O mapa feito a partir dos dados abertos disponíveis na plataforma OpenDataSUS, e de dados de código postal do Centro de Estudos da Metrópole, com dados das hospitalizações e o mapa de mortalidade, apontam a concentração do impacto do vírus tanto em territórios periféricos, como Sapopemba, Capão Redondo ou Brasilândia, quanto centrais, como República e Santa Cecília. Como não houve prioridade para eles, continuaram sendo o foco de contágios nos meses seguintes.

“Agora, com o avanço da campanha de vacinação, que se apresenta como a única saída para a crise sanitária, a falta de uma compreensão territorial torna-se ainda mais grave”, diz o relatório. Segundo a análise, a opção de vacinar os mais velhos primeiro, mais sujeitos a situação de agravamento da doença e morte, resultou num percentual desproporcionalmente maior de vacinados no chamado eixo sudoeste da cidade, onde se concentra uma população branca com maior média etária e mais renda. O problema disso é que esta região não coincide com os locais mais afetados pelo vírus.

Transporte público como vetor

Este fator de agravamento nas periferias também foi analisado pelo ponto de vista do deslocamento das populações para o trabalho. Em vez do viés estigmatizante das condições de moradia enfatizados pelas elites políticas, o relatório apontou para a importância de agir sobre o sistema de transporte e as rotinas de trabalho.

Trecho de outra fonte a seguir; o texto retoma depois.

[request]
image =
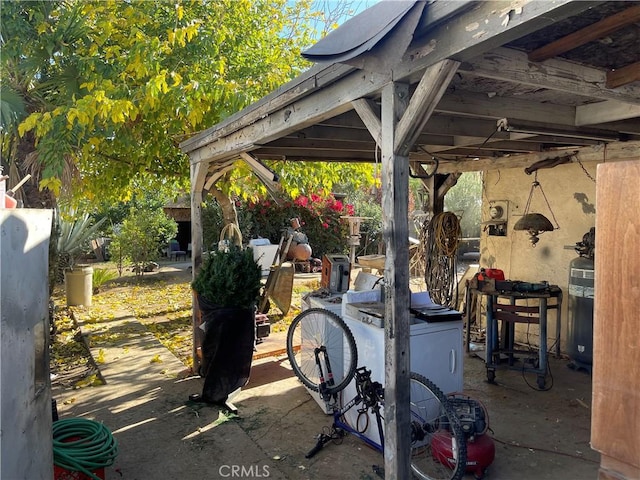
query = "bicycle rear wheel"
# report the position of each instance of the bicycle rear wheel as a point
(321, 350)
(438, 445)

Em vez de vacinar por critério de idade, a imunização voltada para trabalhadores de atividades essenciais seria mais compatível com uma ação que beneficia os locais mais impactados pela Covid. Atualmente, mesmo atendendo setores do trabalho essencial, a maior parte das categorias ainda não estão previstas no cronograma de vacinação.

Outra denúncia do relatório diz respeito ao modo como essas pessoas mais vulneráveis continuam sendo ignoradas, em favor de profissionais de saúde que não estão na linha de frente da pandemia e concentram-se nos bairros de maior renda. Assim, pessoas com maior risco ao contágio e óbito continuam expostas sem imunização, enquanto pessoas em trabalho remoto são vacinadas.

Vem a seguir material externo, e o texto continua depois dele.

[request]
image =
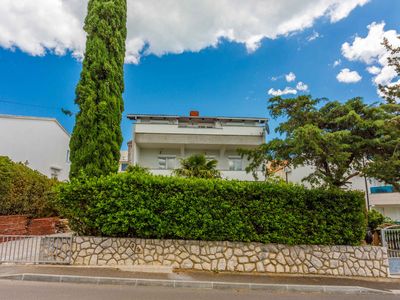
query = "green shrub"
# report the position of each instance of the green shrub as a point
(375, 218)
(146, 206)
(24, 191)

Outra crítica à hipocrisia do poder público, por parte do relatório, foi o evidente efeito de naturalizar as mortes, já que a associação constante entre a exposição maior à doença em bairros pobres e periféricos não serviu para adoção de políticas dirigidas especialmente para estes grupos e muito menos sua inclusão nas prioridades de vacinação. “Essa naturalização da morte não é nova e nem é neutra e tem também uma dimensão racial. (…) Por outro lado, os territórios onde mais se vacinou até agora são onde se auto segrega a população branca de renda mais alta”, analisa o relatório.

“A suposta neutralidade do critério etário escamoteia fatos largamente conhecidos sobre nossas cidades: a desigualdade na expectativa de vida é territorialmente demarcada, as atividades laborais são social e territorialmente demarcadas. Às vésperas de uma terceira onda, não é mais possível adiar a adoção de critérios de vacinação que sejam socialmente eficazes e justos”, concluem os pesquisadores.